How Range Bars Are Formed

A standard candlestick trading chart forms a new candlestick once a certain amount of time passes regardless of the price movement that occurs during this period. As a result, candlestick charts often include large amounts of ‘noise’ in the form of data that may not be particularly useful for creating and testing an effective trading strategy.

In contrast, range bars do not account for time and, instead, are formed purely based on price movements. Here is an example of a range bar chart that cTrader Web has constructed for GBPJPY using 10 pips as the volume threshold for new range bars.

As you can see, range bars are structured similarly to candlesticks in that they include a high price, a low price, an open price, and a close price. However, the way new range bars are formed is different from a conventional trading chart.

Specifically, once a symbol moves a certain amount of pips in either direction in comparison to the closing price of the previous range bar, a new bar is formed on the chart. Note that range bars are formed based on cumulative price movements in both directions.

In the above example, the ask price for GBPJPY may first decrease by 3 pips to 168.758 and then increase by 7 pips to reach 168.765. A new range bar will be formed on the chart as the cumulative price movement will reach 10 pips. Its low price will be 168.758 while its high and closing price will be equal to 168.765.

Contrast this process with how Renko charts are formed. Renko bricks are also formed when price movements exceed a certain threshold; however, this movement has to occur in a single direction. Range bars, on the other hand, reflect cumulative movements in any direction and, as some may argue, convey more information than Renko bricks.

How Range Bars Relate to Timeframes

As stated previously, the process of forming new range bars completely ignores the time component. In fact, in the screenshot above, each unit on the X-axis includes different amounts of time.

As you can see, the five units between 12:57:31 and 17:40:05 cover a period of almost five hours. The next five units on the X-axis (from 17:40:05 to 21:48:50), nevertheless, only represent a period that is slightly longer than four hours.

On the one hand, ignoring the time component may seem counterintuitive when trading. In practice, however, range bars are very effective when filtering market noise, particularly in highly volatile market conditions.

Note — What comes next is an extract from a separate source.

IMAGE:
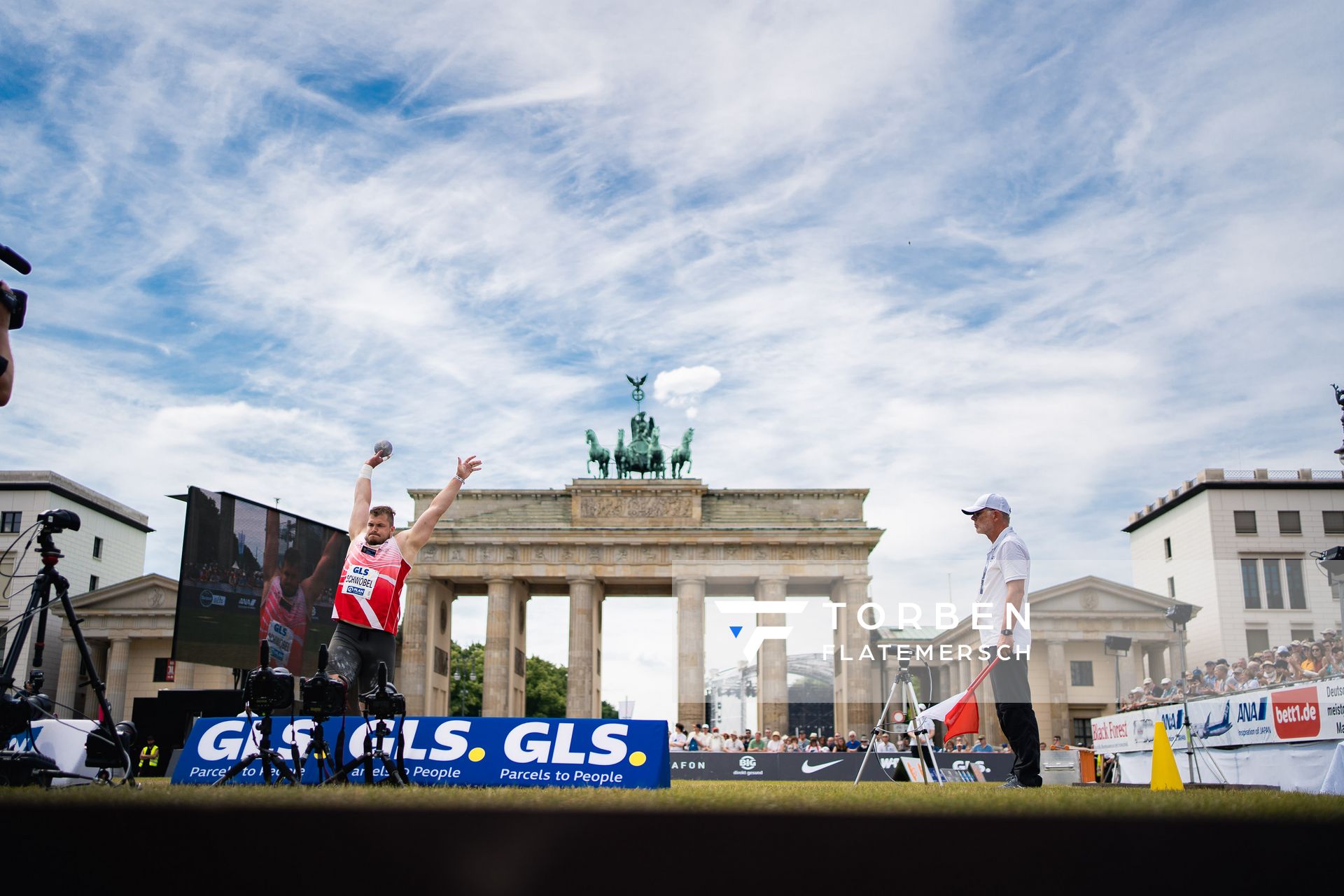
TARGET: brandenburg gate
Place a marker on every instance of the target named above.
(650, 538)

How to Access Range Bars in cTrader Web

To construct a new range bar chart, first, open the chart selector menu by clicking on the ‘three dots’ icon to the right of the timeframe selector.

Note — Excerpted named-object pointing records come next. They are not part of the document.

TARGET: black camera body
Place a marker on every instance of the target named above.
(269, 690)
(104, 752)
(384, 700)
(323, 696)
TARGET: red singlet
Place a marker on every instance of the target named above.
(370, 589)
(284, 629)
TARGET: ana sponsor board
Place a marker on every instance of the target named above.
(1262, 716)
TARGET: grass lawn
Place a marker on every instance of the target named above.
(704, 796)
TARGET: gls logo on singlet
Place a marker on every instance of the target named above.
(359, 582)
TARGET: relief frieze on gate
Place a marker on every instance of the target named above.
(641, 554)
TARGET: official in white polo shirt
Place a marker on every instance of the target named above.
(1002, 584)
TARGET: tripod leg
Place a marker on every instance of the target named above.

In the ‘Range’ column, select the volume threshold that should be used for creating new range bars. The larger the volume threshold, the slower new range bars will appear on the trading chart for the currently selected symbol.

Hover over a particular volume threshold option and press the ‘tick’ icon to its right to add it to your favorites. Afterward, it will always appear in the timeframe selector.

After choosing a volume threshold, cTrader Web will generate a range bar chart for the currently active symbol.

You will then be able to interact with this chart using all toolbox controls offered by cTrader Web. In the screenshot below, we have placed two new horizontal lines on the 10-pip range bar chart for USDJPY.

How Range Bars Benefit Traders

While different from traditional candlestick charts, range bar charts offer several advantages to all types of traders.

  • Range bars are effective at demonstrating price trends and the general level of market volatility completely independent of the time component.
  • Range bars provide more information than Renko charts by showcasing low and high prices in addition to open and close prices.
  • Range bars simplify drawing on charts by providing easy-to-interpret points of reference for price reversals, and support and resistance levels.

Having said that, range bar charts may not be all that useful when attempting to plot time-dependent price trends.

To summarize, range bar charts should be of use to anyone wanting to receive accurate and noise-free information about any currently ongoing price trends and market movements. You can use them in combination with chart drawings to create a powerful visual aid for improving the effectiveness of your manual trading strategies.